A conditional program:
def f(key, z):
return z * random.normal(key)
In this program we sample a distribution conditional on z
(i.e. a distribution
p(x | z)
).
Function transformations
The goal of the probabilistic programming package is to enable writing simple programs and to use program transformations to create complexity. Here we outline some of the transformations available in the module.
random_variable
random_variable
is a general purpose function that can be used to 1) tag
values for use in downstream transforms and 2) convert objects into
probabilistic programs. In implementation, random_variable
is a
single-dispatch function whose implementation for functions and objects is
already registered. By default, it will tag a value with a name and will only
work on JAX types (e.g. DeviceArrays and tracers). We also register an
implementation for function types, where it returns the original function but
when provided the name, tags the output of the function. The registry enables
objects such as TensorFlow Probability distributions to register as a random
variable-like with Oryx.
Tagging a value in a probabilistic program as a random variable enables it to
be used by downstream transforms described below, such as joint_sample
,
conditional
, intervene
, and graph_replace
.
log_prob
log_prob
takes a probabilistic program and returns a function that computes
the log probability of a sample. It relies on the fact that certain sampling
primitives have been registered with the transformation.
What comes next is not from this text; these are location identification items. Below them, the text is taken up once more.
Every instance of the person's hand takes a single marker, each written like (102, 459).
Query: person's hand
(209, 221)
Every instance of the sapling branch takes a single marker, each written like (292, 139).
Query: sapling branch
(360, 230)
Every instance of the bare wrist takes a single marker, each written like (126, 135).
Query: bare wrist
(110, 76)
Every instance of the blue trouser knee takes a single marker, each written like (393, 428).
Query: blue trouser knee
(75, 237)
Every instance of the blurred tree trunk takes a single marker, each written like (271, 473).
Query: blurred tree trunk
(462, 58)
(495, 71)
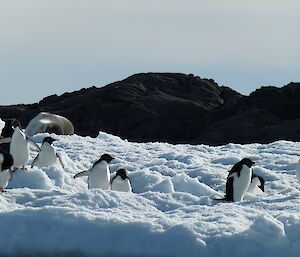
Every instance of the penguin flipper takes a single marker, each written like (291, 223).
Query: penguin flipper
(5, 140)
(33, 143)
(229, 189)
(60, 160)
(83, 173)
(34, 161)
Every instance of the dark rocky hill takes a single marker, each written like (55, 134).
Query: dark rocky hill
(175, 108)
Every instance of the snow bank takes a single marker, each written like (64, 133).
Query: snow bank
(171, 212)
(2, 124)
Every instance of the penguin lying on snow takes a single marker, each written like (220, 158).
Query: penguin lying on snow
(121, 182)
(256, 181)
(47, 155)
(238, 181)
(19, 148)
(6, 162)
(99, 174)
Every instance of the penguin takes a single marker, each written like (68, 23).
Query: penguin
(47, 155)
(6, 163)
(6, 135)
(298, 171)
(121, 182)
(238, 181)
(99, 174)
(256, 181)
(19, 148)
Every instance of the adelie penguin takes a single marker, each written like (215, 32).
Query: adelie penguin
(256, 181)
(238, 181)
(6, 162)
(19, 148)
(47, 155)
(121, 182)
(99, 174)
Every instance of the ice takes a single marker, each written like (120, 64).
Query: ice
(171, 211)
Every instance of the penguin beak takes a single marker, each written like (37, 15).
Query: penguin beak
(262, 188)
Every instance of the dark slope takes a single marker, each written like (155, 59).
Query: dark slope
(175, 108)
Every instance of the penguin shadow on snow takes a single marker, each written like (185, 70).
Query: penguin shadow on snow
(6, 162)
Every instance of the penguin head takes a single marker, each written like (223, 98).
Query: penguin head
(15, 124)
(6, 159)
(262, 183)
(106, 157)
(122, 173)
(49, 140)
(8, 130)
(247, 162)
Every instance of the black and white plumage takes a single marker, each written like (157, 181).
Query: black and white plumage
(19, 148)
(121, 181)
(99, 174)
(47, 155)
(238, 181)
(6, 135)
(298, 171)
(256, 181)
(6, 162)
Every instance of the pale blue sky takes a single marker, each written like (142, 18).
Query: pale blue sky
(53, 46)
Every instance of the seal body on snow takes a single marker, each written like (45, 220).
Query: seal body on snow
(49, 123)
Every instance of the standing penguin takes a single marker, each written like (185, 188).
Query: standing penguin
(298, 171)
(6, 162)
(47, 155)
(238, 181)
(256, 181)
(19, 148)
(6, 135)
(121, 181)
(99, 174)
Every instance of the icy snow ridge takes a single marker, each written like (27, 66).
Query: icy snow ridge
(171, 212)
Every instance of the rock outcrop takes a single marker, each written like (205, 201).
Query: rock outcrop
(175, 108)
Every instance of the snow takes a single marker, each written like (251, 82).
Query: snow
(171, 212)
(2, 124)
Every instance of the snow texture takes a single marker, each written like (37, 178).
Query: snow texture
(171, 211)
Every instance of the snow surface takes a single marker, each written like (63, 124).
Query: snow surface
(171, 212)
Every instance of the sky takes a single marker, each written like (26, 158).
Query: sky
(55, 46)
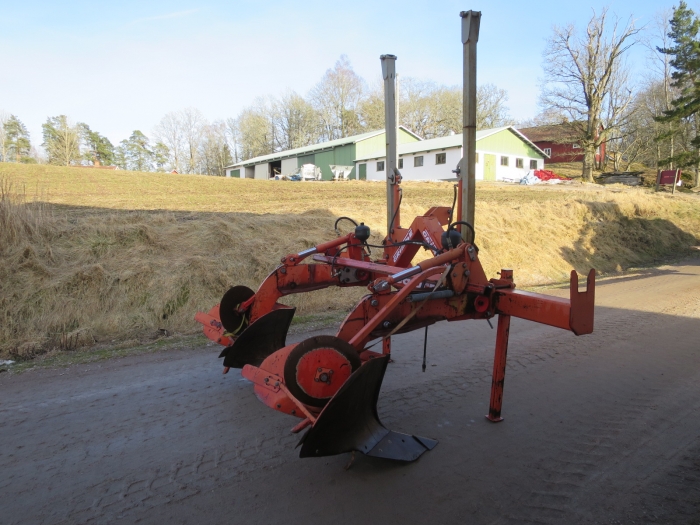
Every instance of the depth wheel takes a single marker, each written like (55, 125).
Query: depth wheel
(316, 369)
(230, 318)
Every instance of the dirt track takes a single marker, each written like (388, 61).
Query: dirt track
(602, 428)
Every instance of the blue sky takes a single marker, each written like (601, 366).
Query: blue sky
(120, 66)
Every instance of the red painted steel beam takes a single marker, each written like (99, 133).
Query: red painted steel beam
(545, 309)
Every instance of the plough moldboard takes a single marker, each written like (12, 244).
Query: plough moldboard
(332, 382)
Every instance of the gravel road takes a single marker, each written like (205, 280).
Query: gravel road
(602, 428)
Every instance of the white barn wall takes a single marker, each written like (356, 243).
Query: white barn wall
(262, 171)
(289, 166)
(431, 171)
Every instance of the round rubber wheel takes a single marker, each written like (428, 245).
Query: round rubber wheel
(230, 318)
(316, 369)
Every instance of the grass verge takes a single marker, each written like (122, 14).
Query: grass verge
(90, 258)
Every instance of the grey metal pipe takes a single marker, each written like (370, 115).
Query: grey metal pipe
(470, 36)
(389, 75)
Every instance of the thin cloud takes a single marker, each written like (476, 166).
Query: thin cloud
(177, 14)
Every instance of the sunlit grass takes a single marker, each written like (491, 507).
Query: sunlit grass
(99, 256)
Specifically, it
returns a program that when provided an output from the program attempts to
compute the log-probability of all random samples in the program.
Examples:
def f1(key):
return random_normal(key)
log_prob(f1)(0.) # ==> -0.9189385
log_prob(f1)(1.) # ==> -1.4189385
def f2(key):
k1, k2 = random.split(key)
return [random_normal(k1), random_normal(k2)]
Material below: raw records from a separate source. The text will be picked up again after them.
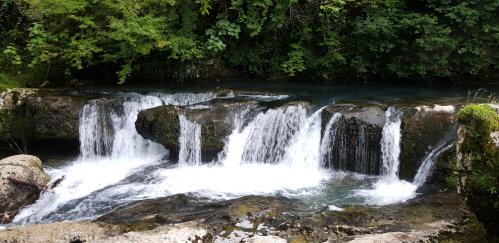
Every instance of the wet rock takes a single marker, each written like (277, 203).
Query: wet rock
(433, 218)
(34, 116)
(12, 195)
(217, 119)
(423, 127)
(160, 124)
(355, 138)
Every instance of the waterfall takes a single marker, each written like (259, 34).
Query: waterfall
(425, 169)
(389, 188)
(270, 132)
(111, 150)
(390, 143)
(304, 149)
(189, 142)
(328, 140)
(96, 134)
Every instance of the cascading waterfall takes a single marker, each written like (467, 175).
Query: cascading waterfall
(190, 142)
(425, 169)
(277, 151)
(389, 188)
(270, 133)
(246, 167)
(390, 143)
(329, 139)
(111, 150)
(96, 134)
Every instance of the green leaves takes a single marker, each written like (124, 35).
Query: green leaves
(329, 39)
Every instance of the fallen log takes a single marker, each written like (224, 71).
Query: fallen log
(57, 182)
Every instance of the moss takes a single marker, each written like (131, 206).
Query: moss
(479, 121)
(483, 190)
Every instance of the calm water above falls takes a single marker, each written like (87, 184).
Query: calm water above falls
(278, 152)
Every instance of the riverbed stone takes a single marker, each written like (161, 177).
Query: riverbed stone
(14, 196)
(422, 128)
(356, 145)
(218, 118)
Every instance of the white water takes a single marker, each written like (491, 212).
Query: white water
(425, 169)
(189, 142)
(279, 151)
(389, 188)
(107, 155)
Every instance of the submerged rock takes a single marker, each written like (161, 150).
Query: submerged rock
(437, 217)
(217, 119)
(354, 143)
(423, 128)
(12, 195)
(162, 124)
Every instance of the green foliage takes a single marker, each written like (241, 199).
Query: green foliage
(479, 122)
(8, 81)
(329, 39)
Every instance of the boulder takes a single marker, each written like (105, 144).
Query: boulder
(355, 142)
(162, 124)
(423, 128)
(14, 195)
(33, 115)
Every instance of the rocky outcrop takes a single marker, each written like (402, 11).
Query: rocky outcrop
(422, 128)
(355, 145)
(13, 195)
(31, 115)
(162, 124)
(476, 164)
(439, 217)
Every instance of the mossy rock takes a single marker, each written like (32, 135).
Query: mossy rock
(479, 156)
(421, 131)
log_prob(f2)([0., 0.]) # ==> -1.837877
For programs that sample variables that aren't returned as part of the output of
the program (latent variables), the log_prob
of the program will error,
because there is insufficient information from the output of the program to
compute the log probabilities of all the random samples in the program.
def f(key):
k1, k2 = random.split(key)
z = random_normal(k1)
return random_normal(k2) + z
log_prob(f)(0.) # ==> Error!
In this case, we can use joint_sample
to transform it into one that returns
values for all the latent variables, and log_prob
will compute the joint
log-probability of the function.
log_prob
is also able to invert bijective functions and compute the
change-of-variables formula for probabilistic programs. For more details,
see oryx.core.interpreters.log_prob
.
def f(key):
return np.exp(random_normal(key))
log_prob(f)(np.exp(0.)) # ==> -0.9189385
log_prob(f)(np.exp(1.)) # ==> -2.4189386
trace
trace
takes a probabilistic program and returns a program that when executed
returns both the original program's output and a dictionary that includes the
latent random variables sampled during the original program's execution.
Example:
def f(key):
k1, k2 = random.split(key)
z = random_variable(random.normal, name='z')(k1)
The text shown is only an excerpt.